Self-reorganization and Information Transfer in Massive Schools of Fish
Haotian Hang, Chenchen Huang, Alex Barnett, Eva Kanso

TL;DR
This study uses computational models to explore how large schools of fish maintain cohesion and responsiveness, revealing that flow interactions influence group stability, information transfer, and size regulation.
Contribution
It demonstrates that scale-free correlations and flow interactions affect group cohesion and information transfer in massive fish schools, providing insights into collective animal behavior.
Findings
Spatial correlations are scale free in cohesive clusters.
Fragmentation reduces correlation length and responsiveness.

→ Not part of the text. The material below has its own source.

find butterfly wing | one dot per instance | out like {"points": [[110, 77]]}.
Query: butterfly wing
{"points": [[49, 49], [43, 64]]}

Information propagates linearly during collective turns.
Abstract
The remarkable cohesion and coordination observed in moving animal groups and their collective responsiveness to threats are thought to be mediated by scale-free correlations, where changes in the behavior of one animal influence others in the group, regardless of the distance between them. But are these features independent of group size? Here, we investigate group cohesiveness and collective responsiveness in computational models of massive schools of fish of up to 50,000 individuals. We show that as the number of swimmers increases, flow interactions destabilize the school, creating clusters that constantly fragment, disperse, and regroup, similar to their biological counterparts. We calculate the spatial correlation and speed of information propagation in these dynamic clusters. Spatial correlations in cohesive and polarized clusters are indeed scale free, much like in natural…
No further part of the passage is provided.